I believe people understand their worlds through cumulative experience and bundle that with them wherever they go. That means everyone brings baggage on these adventures – sometimes that makes collaborating a bit longer to sort out… But sometimes that baggage is like Mary Poppins’ carpet bag – providing what is needed in an enchanted moment of engagement. Without trust in the potential of the product and in the well-meaning nature of the community, we might not tap into hidden reservoirs of skill and knowledge.

That calls us to trust the process of connecting with people who have useful knowledge and skill sets. It asks us to trust that quality data can be produced by a truly motley crew – and to grapple with the potential of that crowd-generated information to paint a more complete picture than presented by an expert.

We have seen the results and we are bought in, to varying degrees, in this room and on the stream – but how can we make this a cultural shift to trust, so our starting point is no longer justifying quality but rather showcasing possibility?

Trust is Risky.

Trust changes design elements – for example, decreasing single key entry standards from 10 to 3. Trust is shaped by and reflected in discourse, rhetorical approaches, and instructions – these words+images+workflows can create or flatten barriers to entry.

Trust makes authentic communication and opportunity possible by — at least in small ways — becoming (temporarily) vulnerable. Trust is a vital component of successful public engagement – and it remains challenging.

WORKFLOW

The reality of crowdsourcing typically is born from the need for help – whether in expertise or scale.

I frequently find workflow concerns at the foreground of managing projects.

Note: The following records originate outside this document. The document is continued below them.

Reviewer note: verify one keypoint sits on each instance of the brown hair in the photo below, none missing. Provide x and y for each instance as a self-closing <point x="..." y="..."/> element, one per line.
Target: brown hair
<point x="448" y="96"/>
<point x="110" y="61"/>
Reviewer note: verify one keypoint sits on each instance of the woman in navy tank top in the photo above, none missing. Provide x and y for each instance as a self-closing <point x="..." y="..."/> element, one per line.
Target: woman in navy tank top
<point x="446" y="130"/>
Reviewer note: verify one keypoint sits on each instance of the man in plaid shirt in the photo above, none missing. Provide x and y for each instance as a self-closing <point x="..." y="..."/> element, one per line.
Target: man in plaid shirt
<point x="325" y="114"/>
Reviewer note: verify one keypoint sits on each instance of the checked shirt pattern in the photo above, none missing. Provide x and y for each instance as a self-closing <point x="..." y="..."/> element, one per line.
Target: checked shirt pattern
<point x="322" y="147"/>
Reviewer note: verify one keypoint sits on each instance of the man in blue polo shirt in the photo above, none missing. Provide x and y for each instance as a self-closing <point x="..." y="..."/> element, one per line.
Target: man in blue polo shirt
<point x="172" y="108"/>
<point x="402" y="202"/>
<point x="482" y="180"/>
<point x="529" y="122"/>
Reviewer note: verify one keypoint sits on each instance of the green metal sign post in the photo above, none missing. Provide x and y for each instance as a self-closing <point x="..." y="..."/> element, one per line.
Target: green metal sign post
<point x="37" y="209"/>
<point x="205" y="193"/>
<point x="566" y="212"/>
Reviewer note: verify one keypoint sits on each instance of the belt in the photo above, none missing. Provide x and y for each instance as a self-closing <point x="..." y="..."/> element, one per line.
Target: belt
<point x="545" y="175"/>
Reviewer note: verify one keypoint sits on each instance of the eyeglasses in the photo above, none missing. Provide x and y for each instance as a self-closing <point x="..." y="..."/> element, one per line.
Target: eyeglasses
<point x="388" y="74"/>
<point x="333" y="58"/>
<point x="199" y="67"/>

It is one of the most underdeveloped (perhaps underrated) elements of crowdsourcing projects. I think we can address this challenge by listening closely to those managing projects and considering creatively solutions.

We can return to our designs and find ways to make them better… indeed, some of us never leave the design phase as we iterate and optimize experiences. We can also break down the processing of data and the crowdsourcing experience into small and manageable YET still connected and coherent steps. We must develop trust in new ways of “doing” as well – to be innovatively practical in rethinking resource constraints and workflow demands.

ACKNOWLEDGEMENT

The final challenge I see is acknowledgement – in many ways, for participants, organization, and voices yet to join.

Acknowledgement is honoring the organization/ institution/ or project’s side of the bargain, whether reporting on outcomes or making products more available – to articulate through action: “we are doing our part as you do your part”

Acknowledgement is more than high-fiving or virtually fête-ing the crowd – though that is an extremely important part of the practice. It is building that acknowledgement into the system – such as noting crowdsourcing efforts in newly created collections records.

We must face the challenging pieces of acknowledgement, such as respecting the community’s new knowledge enough to give them a place to apply that knowledge – evolving the activities or tasks in which they can participate.

Maybe acknowledgement is making the product available in new ways, with less restriction (trust again!), and opening the process with interoperability in mind.

And still acknowledgement requires investment – being there, listening, thoughtful development and design, open communication, and a willingness to go a few extra steps to demonstrate what crowdsourced public engagement means.

Acknowledgement is also reflecting on who is NOT present, who is not yet participating, and taking clear steps to improve access at every level and to increase representation – to surface and tell stories that have been left behind, erased, or blurred.

Those are the challenges I see in scholarly crowdsourcing – and I hope the conversations we have today lead to discussions we hold elsewhere and practical steps to make these obstacles into opportunities for better experiences from every angle.